In 1929 Weaver and Henry Chandler Cowles published the first American ecology textbook. According to his obituary at the Ecological Society of America, which he served as both vice president and president (1924–1925 and 1930 respectively):
He is perhaps most noted for his pioneer studies on the prairies of central North America, particularly in eastern Nebraska and the surrounding area. He made intensive studies of original prairies before the drought of the 1930's, and recorded the subsequent changes of vegetation during and after the drought.
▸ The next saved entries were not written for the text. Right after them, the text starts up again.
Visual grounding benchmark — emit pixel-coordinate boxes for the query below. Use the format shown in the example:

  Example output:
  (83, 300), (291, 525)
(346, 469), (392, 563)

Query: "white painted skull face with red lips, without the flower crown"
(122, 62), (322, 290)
He was also a member of the Botanical Society of America, and the Nebraska Academy of Sciences.

==Books==
- Study of Amygdalus persica. Unpublished thesis (1910)
- A Study of the vegetation of Southeastern Washington and Adjacent Idaho. Lincoln, Nebraska. (1917)
- The ecological relations of roots. - Carnegie institution of Washington, Publ. 286. (1919)
- Root development in the grassland formation, a correlation of the root systems of native vegetation and crop plants. Washington, Carnegie Institution of Washington (1920)
- Development and activities of roots of crop plants; a study in crop ecology. Carnegie institution of Washington with franc C Jean and John W. Crist (1922)
- Experimental vegetation; the relation of climaxes to climates, by Frederic Edward Clements (1874-1945) and J.E. Weaver. Washington, Carnegie Institution of Washington, 1924.
- Root development of field crops, by J.E. Weaver. New York [etc.] McGraw-Hill book company, inc., 1926.
- Root Development of Vegetable Crops. with William E. Bruner. McGRAW-HILL BOOK COMPANY, Inc. (1927)
- Relative efficiency of roots and tops of plants in protecting the soil from erosion. by Joseph Kramer (1890-?) and J.E. Weaver. [Lincoln], Neb. : Printed by authority of the state of Nebraska, (1936)
- Plant Ecology. with F.E. Clements. New York, London, McGraw-Hill Book Company, inc. (1938)
- North American Prairie. Lincoln, Neb., Johnsen Pub. CO (1954)
- Grass country of the Great Plains: Their Nature and Use. Lincoln, Neb., Johnsen Pub. CO with F.W. Albertson (1956)
- Native vegetation of Nebraska. Lincoln, University OF Nebraska press (1965)
- Prairie plants and their environment; a fifty-year study in the Midwest. Lincoln, University of Nebraska Press (1968)

===Writings about drought===
- Effects of Drought, Dust, and Intensity of Grazing on Cover and Yield of Short-Grass Pastures, F. W. Albertson and J.E. Weaver. Published in Ecological Monographs, Vol. 14, No. 1 (Jan., 1944), pp. 1–29.
- Effects of the Great Drought on the Prairies of Iowa, Nebraska, and Kansas, with F. W. Albertson. Published in Ecology, Vol. 17, No. 4 (Oct., 1936), pp. 567–639.